In the movie It Girl she was vivacious, saucy, funny, smart, and real.  An MGM exec said she was “the greatest emotional actress on the screen.”  She was sentimental, simple, child-like, and sweet.  All of which are Fascinating traits.

When “talkies” came in she transitioned, but she didn’t like it. 

“You lose a lot of your cuteness,” she said, “because there’s no chance for action.”

Her nerves became shot and she began to take sedatives.  By the 1940s she began showing signs of mental illness, schizophrenia, and chronic insomnia.  In her 40’s she attempted suicide.  In 1965 she died of a heart attack at age 60.

Clara Bow’s acting skills are the reason we see flappers today in a good light, instead of how they were viewed by society in general.

Clara was also able to portray on the screen many of the facets of the Fascinating Woman that are alluring to men.

Her real life scandals, however, prove that her fascinating ways were only an act.  Her later mental illness caused her to isolate and become estranged from her husband.

She was the original “It” girl, but overall, she lamented that she had a miserable life.

Surprisingly, in the 1935 version of the transcribed pamphlets by Cynthia Berenger (affiliated link), the Preface changes the word “flapper” to “debutante!”  Since debutantes are supposed to exhibit lady-like behavior at all times, this word cannot possibly be a fit for the same sentence:  “In no respect were these conditions more deplorable than as they found expression in the flapper (debutante), with her seeming disregard of all the social conventions that her elders had held sacred.  She was the target for anathema, ridicule, and reprehension from the press, pulpit, and private individuals.  Her flippancy, her immodesty of speech, dress and deportment, her sacrilegious and supercilious disrespect have all been decried…”

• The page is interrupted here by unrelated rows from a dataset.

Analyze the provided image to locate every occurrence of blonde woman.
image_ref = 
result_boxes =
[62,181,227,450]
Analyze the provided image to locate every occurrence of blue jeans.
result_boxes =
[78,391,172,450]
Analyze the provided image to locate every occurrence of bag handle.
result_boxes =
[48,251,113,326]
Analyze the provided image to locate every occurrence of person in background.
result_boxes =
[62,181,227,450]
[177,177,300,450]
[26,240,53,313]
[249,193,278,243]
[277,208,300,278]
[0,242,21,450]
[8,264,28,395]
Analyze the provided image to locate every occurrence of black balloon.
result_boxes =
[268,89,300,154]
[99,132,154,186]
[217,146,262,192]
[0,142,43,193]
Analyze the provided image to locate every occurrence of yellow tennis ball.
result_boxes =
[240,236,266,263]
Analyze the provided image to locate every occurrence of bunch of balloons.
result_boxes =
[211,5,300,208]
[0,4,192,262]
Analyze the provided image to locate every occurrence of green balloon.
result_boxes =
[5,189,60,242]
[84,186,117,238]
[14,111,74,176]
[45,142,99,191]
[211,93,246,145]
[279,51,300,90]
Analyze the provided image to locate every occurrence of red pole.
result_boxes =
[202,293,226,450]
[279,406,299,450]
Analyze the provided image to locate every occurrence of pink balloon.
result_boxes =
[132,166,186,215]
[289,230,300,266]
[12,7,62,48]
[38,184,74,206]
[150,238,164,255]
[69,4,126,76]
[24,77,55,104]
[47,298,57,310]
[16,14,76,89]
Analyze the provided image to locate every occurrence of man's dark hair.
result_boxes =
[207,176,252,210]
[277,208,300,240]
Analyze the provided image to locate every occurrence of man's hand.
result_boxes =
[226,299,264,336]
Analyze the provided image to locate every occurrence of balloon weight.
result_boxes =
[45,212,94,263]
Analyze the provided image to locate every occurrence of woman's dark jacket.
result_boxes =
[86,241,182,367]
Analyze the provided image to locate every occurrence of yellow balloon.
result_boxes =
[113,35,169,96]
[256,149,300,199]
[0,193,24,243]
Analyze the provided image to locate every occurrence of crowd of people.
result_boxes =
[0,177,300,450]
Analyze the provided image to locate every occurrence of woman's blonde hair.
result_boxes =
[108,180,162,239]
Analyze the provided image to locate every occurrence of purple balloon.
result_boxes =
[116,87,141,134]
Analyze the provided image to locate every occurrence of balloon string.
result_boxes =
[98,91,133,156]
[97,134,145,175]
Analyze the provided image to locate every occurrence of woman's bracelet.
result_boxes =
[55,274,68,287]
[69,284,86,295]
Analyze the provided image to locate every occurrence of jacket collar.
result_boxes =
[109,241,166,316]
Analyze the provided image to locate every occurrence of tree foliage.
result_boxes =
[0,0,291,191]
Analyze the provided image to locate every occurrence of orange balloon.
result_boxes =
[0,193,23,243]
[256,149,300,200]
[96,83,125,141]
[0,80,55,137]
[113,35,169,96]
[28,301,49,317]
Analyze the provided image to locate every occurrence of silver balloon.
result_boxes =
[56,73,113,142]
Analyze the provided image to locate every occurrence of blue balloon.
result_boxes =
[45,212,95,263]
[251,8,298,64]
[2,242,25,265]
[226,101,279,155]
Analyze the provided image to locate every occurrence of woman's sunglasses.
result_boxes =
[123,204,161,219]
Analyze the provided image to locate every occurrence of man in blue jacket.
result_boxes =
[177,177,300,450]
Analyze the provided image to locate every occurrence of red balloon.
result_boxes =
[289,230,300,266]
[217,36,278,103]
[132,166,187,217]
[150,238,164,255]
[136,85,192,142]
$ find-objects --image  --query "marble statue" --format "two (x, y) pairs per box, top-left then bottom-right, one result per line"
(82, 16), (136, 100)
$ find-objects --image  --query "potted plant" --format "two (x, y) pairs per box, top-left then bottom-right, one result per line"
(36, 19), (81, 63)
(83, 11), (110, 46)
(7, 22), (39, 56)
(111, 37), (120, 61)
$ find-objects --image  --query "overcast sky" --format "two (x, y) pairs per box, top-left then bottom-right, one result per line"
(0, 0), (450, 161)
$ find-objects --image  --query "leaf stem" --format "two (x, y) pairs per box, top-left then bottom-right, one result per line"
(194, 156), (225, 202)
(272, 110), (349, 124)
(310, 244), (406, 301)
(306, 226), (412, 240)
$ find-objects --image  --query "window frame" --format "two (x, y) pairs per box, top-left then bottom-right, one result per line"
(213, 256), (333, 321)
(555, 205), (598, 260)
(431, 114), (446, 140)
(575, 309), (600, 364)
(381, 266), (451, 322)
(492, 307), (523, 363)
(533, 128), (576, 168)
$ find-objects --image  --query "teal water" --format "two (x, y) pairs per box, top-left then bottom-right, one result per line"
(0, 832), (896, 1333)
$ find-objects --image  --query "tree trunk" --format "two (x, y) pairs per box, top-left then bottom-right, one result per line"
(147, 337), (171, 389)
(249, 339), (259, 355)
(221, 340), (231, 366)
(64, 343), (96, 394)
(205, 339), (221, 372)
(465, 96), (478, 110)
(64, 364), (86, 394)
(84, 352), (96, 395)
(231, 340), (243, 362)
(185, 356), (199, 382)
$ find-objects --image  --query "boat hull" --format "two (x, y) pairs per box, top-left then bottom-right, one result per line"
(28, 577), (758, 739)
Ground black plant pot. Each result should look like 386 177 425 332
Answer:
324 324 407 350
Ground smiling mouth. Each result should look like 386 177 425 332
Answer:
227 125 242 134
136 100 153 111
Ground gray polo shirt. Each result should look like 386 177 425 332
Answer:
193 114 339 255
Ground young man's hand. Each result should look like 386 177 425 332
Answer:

We know that debutantes did not disregard social conventions that her elders held sacred, and she certainly was not a target of anathema from the press or pulpit.  Debutantes were neither flippant nor immodest, nor disrespectful.  Someone, somewhere, changed that word, probably as a joke.  I’ve no idea how many versions of the pamphlets were printed and if the error was ever caught.

In fact, many words, I noticed, were omitted or changed in the 1935 Preface, when I compared it to the 1922 original version, but at least the changes made sense.  So, if you bought the 1935 version, be sure to change the word “debutante” back to “flapper.”